Erstaunt und bestürzt stellt man aber fest: die wenigsten reden jetzt darüber, ob ein Politiker sich eigentlich so verhalten darf, wie es Rainer Brüderle vorgeworfen wird. Sexismus ist immer noch derart salonfähig, dass die Frau, die ihn öffentlich macht, im Zentrum der Kritik steht. Es stimmt, die Reporterin hat schwere Vorwürfe erhoben. Aber es gibt keinen Grund, ihr – anders als anderen Journalisten, die erlebte Szenen schildern – nicht zu glauben. Was Laura Himmelreich schildert, ist glaubwürdig. Denn es ist leider Alltag. Es reicht eine kleine Umfrage in egal welchem Bekanntenkreis unter den anwesenden Frauen: Die Geschichte spiegelt eine zentrale Erfahrung, die Hunderttausende Frauen im Beruf immer noch machen, egal ob Vorstandssekretärin, Bankangestellte, Ärztin oder Journalistin. Oft handelt es sich nicht um solch onkelhafte Bierzeltdimpfeleien wie jetzt geschildert, sondern um feinere Grenzüberschreitungen.

Jede von uns kann ohne langes Nachdenken solche Geschichten erzählen, und wir erzählen sie. Aber meistens nicht laut, nur einander.
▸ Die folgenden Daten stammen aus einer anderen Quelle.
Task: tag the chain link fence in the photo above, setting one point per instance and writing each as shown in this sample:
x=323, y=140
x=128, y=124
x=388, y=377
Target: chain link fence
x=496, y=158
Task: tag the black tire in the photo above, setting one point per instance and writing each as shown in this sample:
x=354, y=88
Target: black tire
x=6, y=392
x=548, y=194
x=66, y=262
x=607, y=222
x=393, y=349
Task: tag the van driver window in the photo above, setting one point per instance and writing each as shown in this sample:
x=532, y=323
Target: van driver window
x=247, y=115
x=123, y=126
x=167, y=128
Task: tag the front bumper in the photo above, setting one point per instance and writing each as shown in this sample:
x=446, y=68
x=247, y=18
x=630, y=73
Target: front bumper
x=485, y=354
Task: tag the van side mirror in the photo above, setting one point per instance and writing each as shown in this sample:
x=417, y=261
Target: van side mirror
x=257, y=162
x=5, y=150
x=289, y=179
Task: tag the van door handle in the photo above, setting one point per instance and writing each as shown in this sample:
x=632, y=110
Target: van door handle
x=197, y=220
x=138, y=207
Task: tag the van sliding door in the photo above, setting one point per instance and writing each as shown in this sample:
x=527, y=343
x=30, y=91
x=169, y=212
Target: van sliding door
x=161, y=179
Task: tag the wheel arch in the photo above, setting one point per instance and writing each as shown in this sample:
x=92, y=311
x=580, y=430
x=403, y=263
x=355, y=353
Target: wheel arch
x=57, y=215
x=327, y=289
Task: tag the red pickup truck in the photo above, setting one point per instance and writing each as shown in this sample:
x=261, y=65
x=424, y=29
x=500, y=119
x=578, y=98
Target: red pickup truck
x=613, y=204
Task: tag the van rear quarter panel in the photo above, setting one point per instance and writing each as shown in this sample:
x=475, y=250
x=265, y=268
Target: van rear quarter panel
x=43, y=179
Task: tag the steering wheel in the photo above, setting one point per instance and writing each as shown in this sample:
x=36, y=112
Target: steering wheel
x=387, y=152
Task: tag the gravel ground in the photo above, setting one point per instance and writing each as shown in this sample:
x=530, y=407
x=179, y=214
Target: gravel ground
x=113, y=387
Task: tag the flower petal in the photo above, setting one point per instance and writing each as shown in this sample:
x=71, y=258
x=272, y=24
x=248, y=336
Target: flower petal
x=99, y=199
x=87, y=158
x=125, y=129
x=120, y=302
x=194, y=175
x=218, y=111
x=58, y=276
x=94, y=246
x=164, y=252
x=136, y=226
Zum unserem Alltag gehört das Runterschlucken und Weglächeln. Wer will schon einen Konflikt, womöglich mit einem Vorgesetzten? Welche Journalistin will sich zurückziehen, wenn die männliche Konkurrenz an der Bar mit den Politikern einen hebt? Wer möchte sich in der eigenen Firma, die schon lange über ein aufgeklärtes Leitbild samt Frauenförderung verfügt, profilieren als empfindliche Neo-Emanze, die keinen Scherz versteht?

Frauen haben viel zu verlieren

Eine Frau hat, erst recht in einer Arbeitswelt, in der die Macht immer noch ungleich unter den Geschlechtern verteilt ist, in der also Männer über ihre Zukunft befinden, viel zu verlieren, wenn sie über sexuelle Belästigung spricht. Es gibt aber Frauen, die den Mund aufmachen, und sie können es leichter tun, wenn es auch weibliche Vorgesetzte gibt, die ihnen zuhören. Und es gibt – immer öfter – auch in der Arbeitswelt Männer, die es schaffen, auszubrechen aus der tradierten Erwartungshaltung und nicht den tollen Hecht spielen müssen.

Und darin läge doch nun eigentlich die Chance der ganzen Geschichte, auch für Politiker, die in einem Wahljahr stehen: Die journalistisch etwas fragwürdige Geschichte trotz allem als Anlass zu nehmen für eine Debatte – über den Irrtum, wonach wir Sexismus überwunden hätten. Darüber, wie man es Frauen ermöglichen kann, mit dem Weglächeln aufzuhören. Über eine moderne Gesellschaft, deren Repräsentanten nicht nur offiziell, sondern auch jenseits des Protokolls endlich Abschied nehmen vom immer noch testosterongetränkten männlichen Rollenbild, zu dem es am Ende gehört, abends an der Bar den jungen Frauen zu sagen, wo es langgeht.